Hacker News new | past | comments | ask | show | jobs | submit login
Let's Build a Compiler (iecc.com)
247 points by _virtu on Oct 30, 2013 | hide | past | web | favorite | 56 comments



If you're looking for a modern compilers class -- including the theory of why this stuff works -- I highly recommend Matt Might's [0]. All of the notes, slides, and code are online.

I audited Might's "Compilers" this spring. He live-coded a parser that parsed with derivatives, returning all possible parse trees whenever there were ambiguities in the grammar. [1] (Try getting that from yacc, or basically any other tool in existence right now.)

All of his coding was done in Racket scheme. At the beginning he told us we could use whatever for the projects, but doing certain things in C++ / Java / Python / some imperative language was "like bringing a knife to a gun-fight."

The final project was a working Python -> C translator.

Really badass class.

[0] http://matt.might.net/teaching/compilers/spring-2013/

[1] http://matt.might.net/articles/parsing-with-derivatives/


> returning all possible parse trees whenever there were ambiguities in the grammar. [1] (Try getting that from yacc, or basically any other tool in existence right now.)

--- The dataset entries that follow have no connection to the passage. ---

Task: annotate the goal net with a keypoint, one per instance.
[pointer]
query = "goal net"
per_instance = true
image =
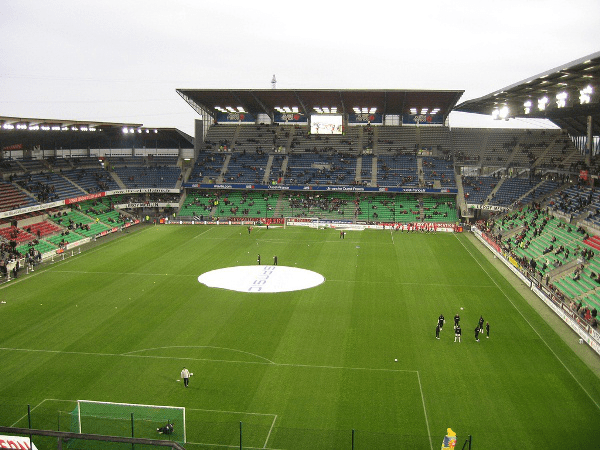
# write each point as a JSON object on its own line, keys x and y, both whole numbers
{"x": 121, "y": 419}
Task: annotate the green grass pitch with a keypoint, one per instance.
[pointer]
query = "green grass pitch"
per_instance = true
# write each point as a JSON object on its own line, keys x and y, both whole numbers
{"x": 298, "y": 370}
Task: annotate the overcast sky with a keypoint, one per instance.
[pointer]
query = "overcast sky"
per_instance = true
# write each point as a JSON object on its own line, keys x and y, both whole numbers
{"x": 121, "y": 61}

Any GLR-based tool can do that trivially, including recent versions of Bison (derived from yacc): http://www.gnu.org/software/bison/manual/html_node/GLR-Parse...

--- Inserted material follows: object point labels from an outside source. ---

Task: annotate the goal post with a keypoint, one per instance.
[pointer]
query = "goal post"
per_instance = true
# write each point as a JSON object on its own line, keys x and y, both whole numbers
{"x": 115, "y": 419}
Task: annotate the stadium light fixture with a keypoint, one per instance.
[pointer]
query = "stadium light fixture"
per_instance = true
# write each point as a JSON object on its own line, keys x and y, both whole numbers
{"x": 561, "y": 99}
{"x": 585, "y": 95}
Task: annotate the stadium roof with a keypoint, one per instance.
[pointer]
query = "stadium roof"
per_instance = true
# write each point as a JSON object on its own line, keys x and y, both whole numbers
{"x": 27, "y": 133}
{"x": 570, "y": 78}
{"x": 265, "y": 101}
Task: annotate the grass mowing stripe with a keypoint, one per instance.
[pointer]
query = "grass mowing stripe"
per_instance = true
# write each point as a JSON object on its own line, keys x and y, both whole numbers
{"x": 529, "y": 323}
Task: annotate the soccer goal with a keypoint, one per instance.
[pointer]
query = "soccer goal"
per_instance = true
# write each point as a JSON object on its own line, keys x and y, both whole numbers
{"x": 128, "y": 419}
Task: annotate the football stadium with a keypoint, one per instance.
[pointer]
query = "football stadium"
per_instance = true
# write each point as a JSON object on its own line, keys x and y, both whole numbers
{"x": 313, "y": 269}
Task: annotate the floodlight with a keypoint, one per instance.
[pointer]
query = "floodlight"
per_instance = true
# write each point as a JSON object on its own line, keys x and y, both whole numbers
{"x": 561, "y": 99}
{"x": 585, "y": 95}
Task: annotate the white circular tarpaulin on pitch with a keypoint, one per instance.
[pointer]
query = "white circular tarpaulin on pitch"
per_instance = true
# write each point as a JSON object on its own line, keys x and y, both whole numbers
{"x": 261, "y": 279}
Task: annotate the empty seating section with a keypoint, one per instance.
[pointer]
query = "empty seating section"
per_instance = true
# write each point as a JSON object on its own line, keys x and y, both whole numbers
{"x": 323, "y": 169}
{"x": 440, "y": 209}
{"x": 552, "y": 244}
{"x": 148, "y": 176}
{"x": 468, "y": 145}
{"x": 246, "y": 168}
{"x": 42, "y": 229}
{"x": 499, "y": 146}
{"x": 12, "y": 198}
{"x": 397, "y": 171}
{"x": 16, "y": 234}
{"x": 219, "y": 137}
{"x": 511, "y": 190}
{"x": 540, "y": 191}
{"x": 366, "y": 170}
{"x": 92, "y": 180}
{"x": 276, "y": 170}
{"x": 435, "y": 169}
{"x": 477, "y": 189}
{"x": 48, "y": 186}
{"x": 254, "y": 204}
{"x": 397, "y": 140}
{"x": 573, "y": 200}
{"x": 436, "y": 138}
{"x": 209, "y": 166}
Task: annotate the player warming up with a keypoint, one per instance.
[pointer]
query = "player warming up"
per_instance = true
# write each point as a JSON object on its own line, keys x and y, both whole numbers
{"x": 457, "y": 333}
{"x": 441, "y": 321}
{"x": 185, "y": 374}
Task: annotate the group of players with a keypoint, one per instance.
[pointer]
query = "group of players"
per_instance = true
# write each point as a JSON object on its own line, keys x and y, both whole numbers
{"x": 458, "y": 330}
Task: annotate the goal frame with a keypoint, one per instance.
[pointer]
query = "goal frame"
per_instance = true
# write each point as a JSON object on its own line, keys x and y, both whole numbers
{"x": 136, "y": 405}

Ultimately I don't think this is the best way to develop parsers, particularly when you are designing the language itself (as opposed to writing a grammar for an existing language), because it gives you no hint that ambiguity exists until you actually encounter an ambiguous string (since the question of whether a grammar is ambiguous is undecidable).

I wrote more about this on my blog: http://blog.reverberate.org/2013/09/ll-and-lr-in-context-why...

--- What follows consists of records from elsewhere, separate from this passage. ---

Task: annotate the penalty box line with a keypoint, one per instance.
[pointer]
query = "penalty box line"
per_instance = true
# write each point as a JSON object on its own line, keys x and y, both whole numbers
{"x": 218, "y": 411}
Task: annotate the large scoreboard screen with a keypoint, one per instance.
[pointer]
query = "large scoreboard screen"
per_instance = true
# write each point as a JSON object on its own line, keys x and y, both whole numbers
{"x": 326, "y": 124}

Again, this parsing is trivial if you use parser combinators of (almost) any kind.

http://en.wikipedia.org/wiki/Parser_combinator

http://www.cs.nott.ac.uk/~gmh/monparsing.pdf

Actually, when using such approach you have to fight the power of resulting parser. You have to restrict it or your parser will retain data for too long.


CMU's got a fairly nice one. It guides students as they build a series of compilers for increasingly large subsets of C, effectively from scratch. Course materials are public, I believe.

http://www.cs.cmu.edu/afs/cs/project/fox/mosaic/people/fp/co...


> a working Python -> C translator

Including generator functions? That would be impressive. Well, one could solve it by putting all locals into an heap allocated object and use the "switch over the whole function body"-trick to continue execution at the correct position.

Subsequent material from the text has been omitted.